A landmark tax case watched by Google, Apple, Facebook, and other tech giants concerning assets shifted overseas reached the Supreme Court on Monday.
Intel-owned Altera Corp. is appealing its loss in the U.S. Court of Appeals for the Ninth Circuit over the validity of Internal Revenue Service regulations that force companies to include stock-option compensation among the assets that are valued for U.S. tax purposes when multinationals shift their intangible assets abroad. Stock-option compensation gives employees the right to purchase a company’s stock at a specified price in the future.
“This is a clear case of administrative agency over-reaching,” Altera’s petition to the high court said. “The agency purported to apply a longstanding tax-law standard (the arm’s length standard), but provided no evidence to satisfy that standard.”
Google LLC, Apple Inc., and Facebook Inc. are among those that have argued that the appeals decision upholding the regulations threatens “the hard-won but fragile international consensus on treatment of hundreds of billions of dollars of intercompany payments.”
The case arose after Altera excluded the stock-based compensation it paid to employees who were engaged in research and development in 2004 to 2007—before Intel acquired Altera—from the costs covered by an agreement with a Cayman Islands subsidiary. The pair had agreed to share the risks and costs of research and development after Altera licensed the affiliate to use and exploit its intangible property outside of the U.S. and Canada.
The IRS concluded that under its regulations the compensation needed to be included in the agreement, leading to a reallocation of more than $100 million in income from the affiliate to Altera.

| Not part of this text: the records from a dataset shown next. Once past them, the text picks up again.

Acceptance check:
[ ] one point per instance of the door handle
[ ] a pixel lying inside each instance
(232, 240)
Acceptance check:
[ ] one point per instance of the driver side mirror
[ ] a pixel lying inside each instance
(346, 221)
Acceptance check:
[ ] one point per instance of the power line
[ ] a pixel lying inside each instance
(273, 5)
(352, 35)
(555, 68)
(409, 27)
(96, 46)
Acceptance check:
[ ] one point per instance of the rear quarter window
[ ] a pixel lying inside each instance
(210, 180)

Altera has argued that the IRS violated requirements under the Administrative Procedure Act because, after giving notice of its proposed regulations, it didn’t respond to significant comments that pointed to transactions between actual entities that weren’t part of the same multinational company or otherwise related and nonetheless also didn’t share the costs of such compensation.
In a 2-1 decision, the three-judge Ninth Circuit panel held that it is “uncontroversial today” that stock options should be treated as accounting costs in these transactions and that the IRS didn’t need to respond to the comments after the Treasury Department decided to dispense with the “arm’s-length standard,” where it analyzes comparable transactions between unrelated parties, in situations where there weren’t actual comparable transactions.
Earlier, the U.S. Tax Court had ruled unanimously in favor of Altera.
The case is Altera Corp. v. Comm’r, U.S., 2/10/20.